Speakers and panelists also drew a clear distinction between MoM total hip replacements and resurfacings, in which the femoral head is shaved and capped with a metal ball. The latter have shown good durability, but are only indicated for a narrow range of patients.

Toolbox Inadequate

In addition to variability of results with different MoM designs, panel members heard evidence that many of the clinical tools offered for managing patients with or being considered for MoM implants are extremely unreliable.

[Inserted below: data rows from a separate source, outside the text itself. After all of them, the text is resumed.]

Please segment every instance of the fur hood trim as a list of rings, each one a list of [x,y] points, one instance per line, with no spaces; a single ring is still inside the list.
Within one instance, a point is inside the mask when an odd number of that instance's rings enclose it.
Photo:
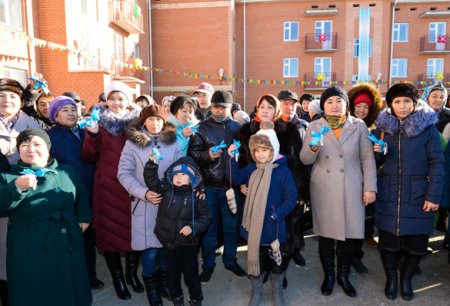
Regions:
[[[152,141],[161,141],[163,144],[171,145],[177,141],[175,132],[171,129],[163,127],[162,131],[157,136],[151,136],[146,132],[142,126],[141,121],[138,119],[132,121],[126,130],[127,139],[137,145],[140,148],[148,147]]]
[[[359,84],[350,88],[347,92],[348,100],[349,100],[349,109],[350,114],[355,117],[355,105],[353,101],[355,97],[360,93],[367,93],[373,98],[373,104],[369,107],[369,114],[364,119],[364,123],[367,127],[372,127],[373,123],[377,119],[380,114],[381,109],[383,108],[383,102],[381,100],[381,94],[374,86],[370,84]]]
[[[397,117],[389,111],[383,111],[376,121],[377,128],[389,135],[402,133],[408,137],[415,137],[430,125],[438,121],[438,113],[418,110],[400,123]]]
[[[100,121],[98,123],[99,127],[105,129],[112,136],[119,136],[126,131],[128,125],[131,121],[139,118],[139,107],[132,107],[131,110],[116,114],[110,111],[106,107],[99,107],[100,109]]]

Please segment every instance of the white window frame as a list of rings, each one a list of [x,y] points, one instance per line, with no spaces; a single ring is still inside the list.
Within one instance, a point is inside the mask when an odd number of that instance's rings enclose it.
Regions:
[[[293,37],[292,27],[297,27],[297,36]],[[298,21],[285,21],[283,23],[283,39],[284,41],[298,41],[299,37],[299,24]]]
[[[441,69],[438,69],[439,65],[437,65],[438,62],[441,62],[442,64],[440,65]],[[445,61],[443,58],[429,58],[427,59],[427,78],[429,79],[436,79],[436,75],[438,73],[444,73],[444,64]],[[431,73],[429,68],[431,68]]]
[[[400,71],[400,61],[404,61],[405,63],[405,71]],[[395,70],[394,70],[395,68]],[[391,71],[393,78],[406,78],[408,76],[408,59],[407,58],[393,58],[391,64]],[[400,74],[399,72],[404,72]]]
[[[283,77],[298,78],[298,58],[288,57],[283,59]]]
[[[405,39],[402,39],[402,33],[405,33]],[[409,41],[409,23],[396,22],[392,29],[392,41],[393,42],[408,42]]]
[[[329,69],[325,67],[325,61],[329,61]],[[331,66],[332,66],[331,57],[316,57],[314,58],[314,78],[317,78],[317,74],[324,73],[325,79],[324,82],[331,82]],[[319,69],[316,69],[319,67]],[[327,71],[328,70],[328,71]]]

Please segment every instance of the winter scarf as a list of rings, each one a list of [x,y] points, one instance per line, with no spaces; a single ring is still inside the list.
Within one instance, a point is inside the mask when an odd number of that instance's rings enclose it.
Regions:
[[[252,276],[260,275],[259,242],[264,224],[272,171],[276,167],[278,167],[278,164],[256,164],[256,169],[250,176],[248,184],[242,226],[248,231],[248,274]]]

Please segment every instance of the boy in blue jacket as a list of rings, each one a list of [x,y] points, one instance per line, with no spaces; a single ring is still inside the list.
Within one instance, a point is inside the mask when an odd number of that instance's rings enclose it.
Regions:
[[[228,149],[231,171],[227,167],[230,182],[248,186],[241,236],[248,241],[247,264],[252,288],[249,305],[256,306],[261,301],[261,271],[268,266],[275,305],[285,305],[280,244],[286,241],[284,219],[297,203],[297,187],[286,157],[278,155],[280,144],[272,122],[261,123],[260,130],[251,136],[249,147],[256,164],[239,169],[233,154],[236,147],[231,145]]]

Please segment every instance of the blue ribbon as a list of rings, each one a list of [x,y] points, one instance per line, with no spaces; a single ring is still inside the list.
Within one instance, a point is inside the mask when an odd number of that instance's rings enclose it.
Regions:
[[[311,142],[309,143],[309,145],[311,147],[317,147],[319,146],[319,144],[323,145],[322,143],[323,135],[325,135],[329,131],[331,131],[331,128],[329,126],[323,125],[320,128],[319,132],[311,132]]]
[[[100,110],[98,108],[94,109],[89,118],[81,120],[78,125],[80,128],[84,128],[85,126],[93,127],[95,122],[100,121]]]
[[[213,154],[217,154],[220,149],[226,149],[226,148],[227,148],[227,144],[222,140],[222,142],[219,145],[211,148],[211,152]]]
[[[28,78],[28,80],[34,82],[33,89],[42,89],[45,92],[46,95],[48,95],[50,93],[50,90],[48,89],[47,82],[41,81],[41,80],[39,80],[37,78],[34,78],[34,77]]]
[[[385,148],[386,148],[386,142],[384,141],[384,140],[381,140],[381,139],[378,139],[378,138],[376,138],[375,137],[375,135],[369,135],[369,139],[373,142],[373,143],[375,143],[375,144],[377,144],[377,145],[380,145],[380,149],[381,149],[381,152],[384,152],[384,150],[385,150]]]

  • Ion testing methods and results are not standardized, and sample contamination is a ubiquitous problem. Also, correlations between metal ion levels and device function are far from perfect.
  • The special MRI scans needed for imaging metal implants are not widely available, and interpretation is as much art as science.
  • Results of skin patch tests for metal sensitivity and patient reports of metal allergy do not always translate to risk of metal reactions in deep tissue.
  • Failure rates of MoM devices appear higher in women, but no other patient characteristics are known to increase the risk.

Another major unknown highlighted at the meeting is the mechanisms by which metal implants appear to foster what are called adverse local tissue reactions, or ALTRs.

These can have numerous different manifestations, including pseudotumors, collections of fluid, damage to the points of muscle attachment, and device loosening.

Shedding of metal debris appears to play a substantial role, but massive ALTRs have been seen in patients with relatively intact implants.

The question of whether MoM devices should be used in new patients may already have been answered in the marketplace.

Paul Manner, MD, representing the American Association of Orthopaedic Surgeons, told the panel that a survey conducted earlier this year in 600 members of the American Association of Hip and Knee Surgeons showed that only 1.4% were still implanting MoM devices.

“Alarmist Press”

But the more urgent question is how to manage the many patients — estimated at 500,000 to 750,000 in the U.S. — who have already received such implants. Orthopedic surgeons on the panel said they had been hearing increasingly from worried patients who had read media reports of problems.

John Skinner, an official of the British Hip Society, said that “an alarmist press” in Great Britain had raised broad fears among patients in the country, with many demanding to have their implants removed even though they had no apparent problems.

Graham Mercer of the Australian Orthopedic Association said the situation was similar in his country. He blamed “misinformation out there in the media.” Both men urged the committee and the FDA to do what they can to discourage unnecessary revision surgeries.